- IATA: LND; ICAO: KLND; FAA LID: LND;

Summary
- Airport type: Public
- Owner: City of Lander
- Serves: Lander, Wyoming
- Elevation AMSL: 5,587 ft (1,703 m)
- Coordinates: 42°48′56″N 108°43′42″W﻿ / ﻿42.81556°N 108.72833°W

Map
- LND Location of airport in WyomingLNDLND (the United States)

Runways
| Direction | Length |  | Surface |
| ft | m |
| 3/21 | 5,007 | 1,526 | Asphalt |

Helipads
| Number | Length |  | Surface |
| ft | m |
| H1 | 40 | 12 | Asphalt |

Statistics (2012)
- Aircraft operations: 11,130
- Based aircraft: 40
- Source: Federal Aviation Administration

= Hunt Field =

Airport in Wyoming, US

Hunt Field is a city-owned, public-use airport located one nautical mile (2 km) south of the central business district of Lander, a city in Fremont County, Wyoming, United States. It is included in the National Plan of Integrated Airport Systems for 2011–2015, which categorized it as a general aviation facility.

== Facilities and aircraft ==
Hunt Field covers an area of 135 acres (55 ha) at an elevation of 5,587 feet (1,703 m) above mean sea level.
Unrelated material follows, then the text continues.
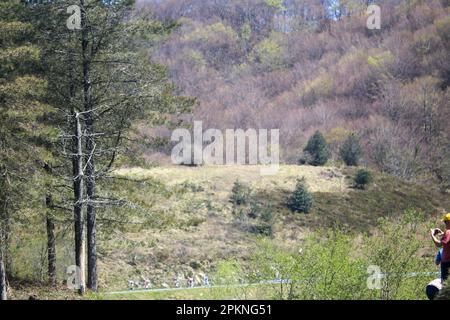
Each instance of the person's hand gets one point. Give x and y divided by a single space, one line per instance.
437 233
It has one runway designated 4/22 with an asphalt surface measuring 5,007 by 100 feet (1,526 x 30 m). It also has one helipad designated H1 with an asphalt surface measuring 40 by 40 feet (12 x 12 m).
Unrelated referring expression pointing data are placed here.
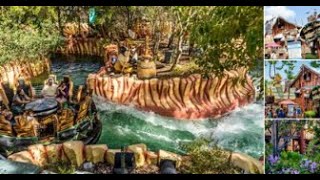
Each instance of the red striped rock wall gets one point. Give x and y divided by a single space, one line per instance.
190 97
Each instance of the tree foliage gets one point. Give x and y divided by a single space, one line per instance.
27 33
230 36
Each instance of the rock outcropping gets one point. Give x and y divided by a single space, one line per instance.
191 97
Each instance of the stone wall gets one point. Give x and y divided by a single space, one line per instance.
76 153
10 72
83 46
191 97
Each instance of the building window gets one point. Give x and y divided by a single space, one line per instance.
307 76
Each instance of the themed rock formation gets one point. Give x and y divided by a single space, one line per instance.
190 97
10 72
76 153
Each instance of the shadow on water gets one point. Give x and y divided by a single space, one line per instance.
241 130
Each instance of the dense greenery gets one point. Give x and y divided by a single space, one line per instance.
207 160
25 34
291 162
230 37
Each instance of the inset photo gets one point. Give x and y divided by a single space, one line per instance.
292 32
292 89
292 147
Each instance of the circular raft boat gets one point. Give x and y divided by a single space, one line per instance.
49 123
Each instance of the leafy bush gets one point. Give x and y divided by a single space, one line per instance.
310 114
207 160
62 168
24 42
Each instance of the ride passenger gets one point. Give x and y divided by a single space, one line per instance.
20 99
63 91
27 88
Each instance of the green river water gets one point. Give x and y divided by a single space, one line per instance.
241 131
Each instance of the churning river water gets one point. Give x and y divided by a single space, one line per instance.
242 130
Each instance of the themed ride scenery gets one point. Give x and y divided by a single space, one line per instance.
292 147
131 89
292 89
288 40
For the 12-month period ending May 31, 2018, the airport had 11,130 aircraft operations, an average of 30 per day: 99% general aviation, 1% air taxi, and <1% military. At that time there were 47 aircraft based at this airport: 85% single-engine, 10% multi-engine, 2% jet, and 2% helicopter, plus 1 ultralight.